Background. Interleukin-1 (IL-1) and tumor necrosis factor (TNF) are potent induces of prostaglandin (PG) synthesis and injection of PGE, IL-1, or TNF decreases food intake in healthy animals, whereas the anorexigenic effects of injected IL-1 and TNF are blocked by inhibitors of PG synthesis. It has been hypothesized that host secretion of IL-1 and TNF contribute to tumor-induced anorexia. This study was undertaken to determine whether administration of PG inhibitors alters food intake in anorectic rats implanted with Walker 256 carcinoma.
Methods. Groups of six tumor-bearing rats were implanted with slow-release pellets containing ibuprofen, indomethacin, or acetylsalicylic acid. Food intake, tumor growth, and body temperature were monitored for 14 days and compared with control tumor-bearing animals implanted with placebo pellets.
Results.

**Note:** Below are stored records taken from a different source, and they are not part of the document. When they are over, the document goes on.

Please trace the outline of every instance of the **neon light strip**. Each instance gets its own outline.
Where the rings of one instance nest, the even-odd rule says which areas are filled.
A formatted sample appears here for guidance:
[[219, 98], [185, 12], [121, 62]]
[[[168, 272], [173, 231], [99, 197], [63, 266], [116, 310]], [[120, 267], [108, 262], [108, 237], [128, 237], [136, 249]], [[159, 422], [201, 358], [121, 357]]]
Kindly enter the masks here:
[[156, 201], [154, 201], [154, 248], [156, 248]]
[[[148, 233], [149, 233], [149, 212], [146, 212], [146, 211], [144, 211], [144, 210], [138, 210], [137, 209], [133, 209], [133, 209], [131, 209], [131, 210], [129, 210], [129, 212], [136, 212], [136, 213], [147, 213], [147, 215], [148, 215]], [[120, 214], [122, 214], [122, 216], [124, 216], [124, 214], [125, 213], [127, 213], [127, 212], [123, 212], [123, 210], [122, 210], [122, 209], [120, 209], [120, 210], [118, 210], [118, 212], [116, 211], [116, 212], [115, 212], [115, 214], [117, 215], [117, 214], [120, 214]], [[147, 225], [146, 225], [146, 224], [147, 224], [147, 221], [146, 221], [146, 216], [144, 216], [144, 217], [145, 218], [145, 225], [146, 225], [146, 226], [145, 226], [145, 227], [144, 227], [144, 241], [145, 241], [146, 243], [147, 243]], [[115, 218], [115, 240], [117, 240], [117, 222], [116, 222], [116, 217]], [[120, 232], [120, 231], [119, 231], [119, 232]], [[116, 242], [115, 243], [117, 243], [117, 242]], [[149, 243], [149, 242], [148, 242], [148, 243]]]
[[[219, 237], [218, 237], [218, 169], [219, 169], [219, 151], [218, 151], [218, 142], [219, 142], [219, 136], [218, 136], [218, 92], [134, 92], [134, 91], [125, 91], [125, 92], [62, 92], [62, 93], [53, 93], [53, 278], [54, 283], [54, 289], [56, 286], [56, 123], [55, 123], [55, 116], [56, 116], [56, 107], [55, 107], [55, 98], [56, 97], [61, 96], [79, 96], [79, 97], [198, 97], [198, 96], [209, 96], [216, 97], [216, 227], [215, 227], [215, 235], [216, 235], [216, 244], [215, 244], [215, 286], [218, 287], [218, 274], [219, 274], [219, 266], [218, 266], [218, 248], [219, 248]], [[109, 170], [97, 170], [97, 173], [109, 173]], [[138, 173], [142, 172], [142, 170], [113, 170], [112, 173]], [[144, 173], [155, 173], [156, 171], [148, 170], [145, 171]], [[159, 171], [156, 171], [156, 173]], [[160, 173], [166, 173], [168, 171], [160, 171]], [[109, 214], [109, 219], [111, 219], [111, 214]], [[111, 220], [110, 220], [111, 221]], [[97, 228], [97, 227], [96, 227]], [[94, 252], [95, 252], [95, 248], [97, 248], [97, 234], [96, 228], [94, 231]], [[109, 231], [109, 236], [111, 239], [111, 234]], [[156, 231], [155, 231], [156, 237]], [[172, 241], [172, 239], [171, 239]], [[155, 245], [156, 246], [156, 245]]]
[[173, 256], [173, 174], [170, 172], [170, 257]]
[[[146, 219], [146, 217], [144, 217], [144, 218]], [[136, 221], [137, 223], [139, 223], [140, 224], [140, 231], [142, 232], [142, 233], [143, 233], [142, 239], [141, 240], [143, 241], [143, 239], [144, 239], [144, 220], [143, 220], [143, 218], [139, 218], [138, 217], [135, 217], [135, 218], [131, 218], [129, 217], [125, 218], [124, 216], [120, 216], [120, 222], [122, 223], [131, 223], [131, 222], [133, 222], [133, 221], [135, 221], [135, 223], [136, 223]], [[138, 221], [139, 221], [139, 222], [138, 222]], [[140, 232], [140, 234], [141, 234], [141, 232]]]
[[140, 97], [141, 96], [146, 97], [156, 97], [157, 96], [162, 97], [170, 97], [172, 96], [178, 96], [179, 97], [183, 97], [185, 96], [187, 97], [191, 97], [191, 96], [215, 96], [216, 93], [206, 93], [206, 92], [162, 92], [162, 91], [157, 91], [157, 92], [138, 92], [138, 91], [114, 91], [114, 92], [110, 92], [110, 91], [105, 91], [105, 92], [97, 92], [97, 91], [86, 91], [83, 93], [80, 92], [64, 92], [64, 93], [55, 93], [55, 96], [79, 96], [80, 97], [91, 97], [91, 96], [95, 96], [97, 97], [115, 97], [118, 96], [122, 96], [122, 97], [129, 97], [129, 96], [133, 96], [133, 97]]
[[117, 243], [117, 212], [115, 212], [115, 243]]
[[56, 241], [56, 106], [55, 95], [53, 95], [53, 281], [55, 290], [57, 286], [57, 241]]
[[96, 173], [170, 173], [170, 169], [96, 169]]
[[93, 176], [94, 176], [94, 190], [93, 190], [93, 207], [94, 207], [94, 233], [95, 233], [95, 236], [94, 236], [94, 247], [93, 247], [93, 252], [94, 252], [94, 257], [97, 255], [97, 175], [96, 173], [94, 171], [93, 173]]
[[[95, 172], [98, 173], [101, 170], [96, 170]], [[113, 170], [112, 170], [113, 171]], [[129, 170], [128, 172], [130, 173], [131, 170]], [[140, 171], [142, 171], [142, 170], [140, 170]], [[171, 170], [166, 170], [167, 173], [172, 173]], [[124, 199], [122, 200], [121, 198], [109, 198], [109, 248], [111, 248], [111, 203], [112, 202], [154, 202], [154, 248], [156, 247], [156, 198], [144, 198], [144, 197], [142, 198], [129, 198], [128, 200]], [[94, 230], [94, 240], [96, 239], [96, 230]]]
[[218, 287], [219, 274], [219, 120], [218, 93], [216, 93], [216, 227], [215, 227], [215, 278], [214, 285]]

Tumor growth was associated with anorexia, fever, wieght loss, and increased leukocyte secretion of IL-1 and TNF. Indomethacin and ibuprofen retarded tumor growth 30–40% and lowered body temperature compared with controls, but had no effect on food intake or body weight of tumor-bearing animals.
Conclusions. Prostaglandins do not mediate tumorinduced anorexia.